Heavy metals binding properties of esterified lemon

Sorption of Cd(2+), Cr(3+), Cu(2+), Ni(2+), Pb(2+) and Zn(2+) onto a carboxyl groups-rich material prepared from lemon was investigated in batch systems. The results revealed that the sorption is highly pH dependent. Sorption kinetic data indicated that the equilibrium was achieved in the range of 30-240 min for different metal ions and sorption kinetics followed the pseudo-second-order model for all metals studied. Relative sorption rate of various metal cations was found to be in the general order of Ni(2+)>Cd(2+)>Cu(2+)>Pb(2+)>Zn(2+)>Cr(3+).
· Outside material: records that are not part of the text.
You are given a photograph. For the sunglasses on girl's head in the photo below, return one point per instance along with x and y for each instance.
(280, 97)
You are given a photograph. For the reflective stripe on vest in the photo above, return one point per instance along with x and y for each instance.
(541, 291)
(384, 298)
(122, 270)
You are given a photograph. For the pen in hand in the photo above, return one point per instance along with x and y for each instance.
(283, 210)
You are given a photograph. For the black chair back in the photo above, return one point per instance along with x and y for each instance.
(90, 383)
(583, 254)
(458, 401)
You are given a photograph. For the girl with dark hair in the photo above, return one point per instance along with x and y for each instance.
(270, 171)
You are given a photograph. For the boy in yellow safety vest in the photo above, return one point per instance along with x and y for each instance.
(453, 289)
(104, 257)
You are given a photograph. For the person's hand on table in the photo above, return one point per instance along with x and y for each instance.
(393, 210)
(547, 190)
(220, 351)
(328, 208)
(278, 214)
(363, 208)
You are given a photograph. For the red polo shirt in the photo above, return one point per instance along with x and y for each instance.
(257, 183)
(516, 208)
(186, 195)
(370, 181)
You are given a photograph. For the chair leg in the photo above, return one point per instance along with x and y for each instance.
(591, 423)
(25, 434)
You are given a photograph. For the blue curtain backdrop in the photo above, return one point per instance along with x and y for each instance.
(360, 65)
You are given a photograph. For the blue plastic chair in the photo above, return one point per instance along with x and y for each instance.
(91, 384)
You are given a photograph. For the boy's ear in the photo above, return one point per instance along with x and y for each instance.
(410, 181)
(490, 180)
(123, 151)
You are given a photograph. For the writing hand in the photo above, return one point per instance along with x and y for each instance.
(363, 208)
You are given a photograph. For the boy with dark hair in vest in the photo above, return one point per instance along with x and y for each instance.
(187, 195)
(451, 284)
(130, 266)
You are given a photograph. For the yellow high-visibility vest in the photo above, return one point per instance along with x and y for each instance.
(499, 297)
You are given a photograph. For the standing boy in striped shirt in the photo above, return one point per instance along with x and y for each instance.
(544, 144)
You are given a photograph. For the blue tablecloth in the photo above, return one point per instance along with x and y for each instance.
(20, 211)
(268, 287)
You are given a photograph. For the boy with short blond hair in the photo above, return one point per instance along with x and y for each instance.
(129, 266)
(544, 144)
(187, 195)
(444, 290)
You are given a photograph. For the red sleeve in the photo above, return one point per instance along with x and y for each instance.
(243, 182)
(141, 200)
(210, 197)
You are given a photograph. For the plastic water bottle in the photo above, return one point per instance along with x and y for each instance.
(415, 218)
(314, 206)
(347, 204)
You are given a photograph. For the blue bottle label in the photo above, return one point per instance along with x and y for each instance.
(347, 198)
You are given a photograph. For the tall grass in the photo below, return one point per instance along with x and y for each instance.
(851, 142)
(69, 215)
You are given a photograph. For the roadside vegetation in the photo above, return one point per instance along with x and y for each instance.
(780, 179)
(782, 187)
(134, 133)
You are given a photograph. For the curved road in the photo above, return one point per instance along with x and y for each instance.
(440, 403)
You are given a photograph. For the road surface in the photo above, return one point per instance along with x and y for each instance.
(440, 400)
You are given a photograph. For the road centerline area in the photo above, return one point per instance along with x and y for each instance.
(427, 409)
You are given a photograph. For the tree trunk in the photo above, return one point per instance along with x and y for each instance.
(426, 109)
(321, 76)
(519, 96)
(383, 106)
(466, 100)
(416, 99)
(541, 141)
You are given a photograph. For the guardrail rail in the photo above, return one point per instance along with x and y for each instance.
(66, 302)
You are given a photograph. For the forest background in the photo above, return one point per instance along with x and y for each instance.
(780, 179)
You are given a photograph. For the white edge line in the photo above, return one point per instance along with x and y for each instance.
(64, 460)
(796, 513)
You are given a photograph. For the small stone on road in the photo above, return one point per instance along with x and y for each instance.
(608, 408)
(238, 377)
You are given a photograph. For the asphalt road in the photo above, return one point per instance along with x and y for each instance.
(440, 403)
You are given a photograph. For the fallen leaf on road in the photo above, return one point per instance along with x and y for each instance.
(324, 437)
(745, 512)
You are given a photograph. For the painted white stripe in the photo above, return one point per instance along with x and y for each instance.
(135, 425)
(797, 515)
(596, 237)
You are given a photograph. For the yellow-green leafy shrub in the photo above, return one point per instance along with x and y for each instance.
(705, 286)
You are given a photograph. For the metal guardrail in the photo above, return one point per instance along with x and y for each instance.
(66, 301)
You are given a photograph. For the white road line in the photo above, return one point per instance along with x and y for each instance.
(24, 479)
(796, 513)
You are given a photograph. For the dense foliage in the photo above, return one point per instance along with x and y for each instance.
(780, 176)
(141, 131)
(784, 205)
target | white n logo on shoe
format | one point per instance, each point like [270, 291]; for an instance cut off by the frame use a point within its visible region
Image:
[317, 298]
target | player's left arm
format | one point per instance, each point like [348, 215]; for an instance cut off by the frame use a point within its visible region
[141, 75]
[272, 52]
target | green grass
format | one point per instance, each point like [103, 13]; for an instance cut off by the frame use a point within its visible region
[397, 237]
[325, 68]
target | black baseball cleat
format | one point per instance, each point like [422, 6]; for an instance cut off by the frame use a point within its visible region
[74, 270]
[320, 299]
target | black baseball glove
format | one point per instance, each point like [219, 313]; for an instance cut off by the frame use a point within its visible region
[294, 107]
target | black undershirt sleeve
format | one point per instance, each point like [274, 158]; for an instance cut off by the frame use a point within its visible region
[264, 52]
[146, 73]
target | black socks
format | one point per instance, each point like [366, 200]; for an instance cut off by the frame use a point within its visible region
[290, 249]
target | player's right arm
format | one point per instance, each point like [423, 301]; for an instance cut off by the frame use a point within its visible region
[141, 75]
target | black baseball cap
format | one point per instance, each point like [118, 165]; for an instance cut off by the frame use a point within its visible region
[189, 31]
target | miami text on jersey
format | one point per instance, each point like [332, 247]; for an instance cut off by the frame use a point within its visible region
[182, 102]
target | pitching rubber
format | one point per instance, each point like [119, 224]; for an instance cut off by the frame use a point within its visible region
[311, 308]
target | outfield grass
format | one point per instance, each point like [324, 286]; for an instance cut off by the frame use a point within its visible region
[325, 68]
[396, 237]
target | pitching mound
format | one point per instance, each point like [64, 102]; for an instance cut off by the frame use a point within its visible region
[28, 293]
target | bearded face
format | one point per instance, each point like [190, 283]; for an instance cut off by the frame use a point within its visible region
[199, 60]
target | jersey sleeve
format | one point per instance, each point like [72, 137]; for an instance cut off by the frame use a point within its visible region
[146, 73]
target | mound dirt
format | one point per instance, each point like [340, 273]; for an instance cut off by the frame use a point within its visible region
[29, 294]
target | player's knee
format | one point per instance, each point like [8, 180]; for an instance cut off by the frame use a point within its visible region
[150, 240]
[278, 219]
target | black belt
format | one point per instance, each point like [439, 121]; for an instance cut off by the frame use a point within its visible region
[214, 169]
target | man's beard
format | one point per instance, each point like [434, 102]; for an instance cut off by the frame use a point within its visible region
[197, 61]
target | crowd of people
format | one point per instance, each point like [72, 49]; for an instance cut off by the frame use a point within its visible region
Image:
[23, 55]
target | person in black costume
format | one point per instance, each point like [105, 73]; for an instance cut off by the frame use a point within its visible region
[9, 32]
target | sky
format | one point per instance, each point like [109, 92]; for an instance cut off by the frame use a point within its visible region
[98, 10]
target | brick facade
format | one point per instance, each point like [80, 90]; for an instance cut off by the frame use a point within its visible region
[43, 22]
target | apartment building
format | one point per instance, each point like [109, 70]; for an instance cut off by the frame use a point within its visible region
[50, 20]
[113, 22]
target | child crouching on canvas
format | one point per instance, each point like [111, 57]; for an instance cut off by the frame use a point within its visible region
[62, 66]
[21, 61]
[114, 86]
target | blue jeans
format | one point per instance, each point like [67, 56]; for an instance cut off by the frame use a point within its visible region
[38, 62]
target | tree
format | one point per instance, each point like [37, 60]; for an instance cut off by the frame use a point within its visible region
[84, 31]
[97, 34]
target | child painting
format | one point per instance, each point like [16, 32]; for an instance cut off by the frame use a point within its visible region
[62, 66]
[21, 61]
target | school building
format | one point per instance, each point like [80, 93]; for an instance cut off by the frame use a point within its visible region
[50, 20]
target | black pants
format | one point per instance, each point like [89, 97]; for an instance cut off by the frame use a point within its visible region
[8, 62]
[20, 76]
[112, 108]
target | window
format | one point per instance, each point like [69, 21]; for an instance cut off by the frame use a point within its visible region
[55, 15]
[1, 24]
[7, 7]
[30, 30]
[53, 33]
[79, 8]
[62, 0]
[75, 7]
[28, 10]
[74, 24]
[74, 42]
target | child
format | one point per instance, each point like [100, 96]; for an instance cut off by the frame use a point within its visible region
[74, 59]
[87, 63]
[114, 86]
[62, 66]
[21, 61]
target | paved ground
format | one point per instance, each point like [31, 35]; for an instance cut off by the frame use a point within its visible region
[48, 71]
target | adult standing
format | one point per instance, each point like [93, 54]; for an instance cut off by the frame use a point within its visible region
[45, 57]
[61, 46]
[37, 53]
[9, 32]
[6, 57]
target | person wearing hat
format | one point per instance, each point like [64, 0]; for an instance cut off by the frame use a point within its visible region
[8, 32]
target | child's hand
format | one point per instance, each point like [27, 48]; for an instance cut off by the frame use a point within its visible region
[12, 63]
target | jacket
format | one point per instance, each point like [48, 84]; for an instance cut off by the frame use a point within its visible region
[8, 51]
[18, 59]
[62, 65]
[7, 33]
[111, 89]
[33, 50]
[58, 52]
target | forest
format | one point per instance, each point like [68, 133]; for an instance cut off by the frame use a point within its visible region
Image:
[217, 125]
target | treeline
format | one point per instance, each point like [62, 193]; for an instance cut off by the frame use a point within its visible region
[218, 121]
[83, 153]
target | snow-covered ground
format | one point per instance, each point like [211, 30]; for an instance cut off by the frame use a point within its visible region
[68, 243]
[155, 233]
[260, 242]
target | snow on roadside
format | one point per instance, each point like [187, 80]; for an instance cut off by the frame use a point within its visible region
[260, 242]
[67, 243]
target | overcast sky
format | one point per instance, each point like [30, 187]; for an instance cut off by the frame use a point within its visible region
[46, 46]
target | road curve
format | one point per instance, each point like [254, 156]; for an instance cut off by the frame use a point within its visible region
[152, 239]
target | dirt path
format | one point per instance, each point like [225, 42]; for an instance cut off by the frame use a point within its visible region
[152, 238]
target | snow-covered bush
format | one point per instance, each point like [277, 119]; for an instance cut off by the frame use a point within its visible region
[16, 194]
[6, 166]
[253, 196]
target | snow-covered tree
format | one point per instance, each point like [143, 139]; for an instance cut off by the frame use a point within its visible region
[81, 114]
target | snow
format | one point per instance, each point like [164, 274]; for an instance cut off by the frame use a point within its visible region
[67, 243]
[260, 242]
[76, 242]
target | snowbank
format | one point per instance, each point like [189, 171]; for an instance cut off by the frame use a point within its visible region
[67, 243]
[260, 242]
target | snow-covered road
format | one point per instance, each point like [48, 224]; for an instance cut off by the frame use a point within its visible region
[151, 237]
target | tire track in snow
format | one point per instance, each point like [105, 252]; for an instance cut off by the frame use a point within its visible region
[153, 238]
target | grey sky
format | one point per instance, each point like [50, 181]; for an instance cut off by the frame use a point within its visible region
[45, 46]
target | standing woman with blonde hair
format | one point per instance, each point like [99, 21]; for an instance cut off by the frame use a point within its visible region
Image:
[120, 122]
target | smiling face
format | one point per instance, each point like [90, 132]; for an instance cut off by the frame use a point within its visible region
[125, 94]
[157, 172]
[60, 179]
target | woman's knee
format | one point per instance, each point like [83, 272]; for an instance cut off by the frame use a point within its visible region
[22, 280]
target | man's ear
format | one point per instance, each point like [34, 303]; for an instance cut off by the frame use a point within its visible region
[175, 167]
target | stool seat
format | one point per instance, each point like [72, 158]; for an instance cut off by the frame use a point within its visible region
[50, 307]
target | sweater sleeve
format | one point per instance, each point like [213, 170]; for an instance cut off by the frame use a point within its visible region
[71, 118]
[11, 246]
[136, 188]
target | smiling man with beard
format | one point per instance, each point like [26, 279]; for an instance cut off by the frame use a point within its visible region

The binding characteristics of the sorbent for heavy metal ions were analyzed under various conditions and isotherm data was accurately fitted to the Langmuir equation. The metal binding capacity order calculated from Langmuir isotherm was Pb(2+)>Cu(2+)>Ni(2+)>Cd(2+)>Zn(2+)>Cr(3+). The mean free energy of metal sorption process calculated from Dubinin-Radushkevich parameter and the Polanyi potential was found to be in the range of 8-11 kJ mol(-1) for the metals studied showing that the main mechanism governing the sorption process seems to be ion exchange. The basic thermodynamic parameters of metals ion sorption process were calculated by using the Langmuir constants obtained from equilibration study. The DeltaG degrees and DeltaH degrees values for metals ion sorption on the lemon sorbent showed the process to be spontaneous and exothermic in nature. Relatively low DeltaH degrees values revealed that physical adsorption significantly contributed to the mechanism.